Irrespective of how one defines bifidity, the anomaly exists and a differential diagnosis must be developed if the patient becomes symptomatic. It is plausible to speculate that BMCs are in fact osteomas. Osteomas, slow-growing benign tumour masses of mature compact or cancellous bone arising from a bony surface with a polypoid form and circumscribed sclerotic borders, often appear on imaging studies very much like BMC.13 The definitive diagnosis of an osteoma, however, requires a histological specimen whereas the diagnosis of BMC is made solely by imaging studies.
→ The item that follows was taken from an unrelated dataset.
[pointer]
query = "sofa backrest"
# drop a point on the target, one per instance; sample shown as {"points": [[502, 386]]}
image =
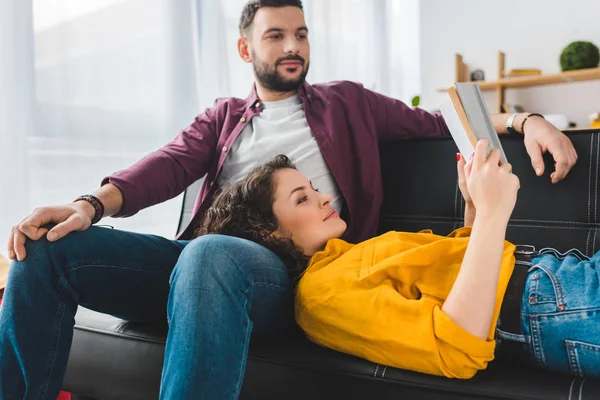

If the diagnosis of BMC requires that the condylar heads be positioned in an anteroposterior orientation, as proposed by Dennison et al,12 then our case would fall short in qualifying. However, we believe that Dennison et al's postulate does not take into account the fact that mandibular condyles are oriented in an oblique fashion, thus necessitating that TMJ studies be reformatted in an oblique, coronal (parallel to the horizontal long axis of the mandibular condyle) orientation.14-16 We question their definition because they only provide a two-dimensional description. This was demonstrated in our non-oblique coronal CT (Figure 3); both condylar heads were unable to be viewed in a single projection. Therefore, in order to arrive at the correct diagnosis and to fully assess whether the condylar heads emerge from the mandibular neck, we propose the use of 3D CT reconstructed images, if clinically indicated, to accurately diagnose BMC.
Conclusion
We have presented a case of bilateral BMC and substantiated diagnosis using 3D reconstruction models which demonstrated that each of the secondary condyles emerged from the respective condylar necks. Because the diagnosis of BMC is rendered purely from imaging studies, there need to be more precise criteria relating the specific appearance to the type of imaging system with the recognition that, if clinically indicated, 3D reconstruction of CT provides the most accurate depiction of the entity.
Acknowledgment
The authors gratefully acknowledge the technical and artistic assistance of Jon Nicolini, BS, in the preparation of the colour-enhanced 3D CT images.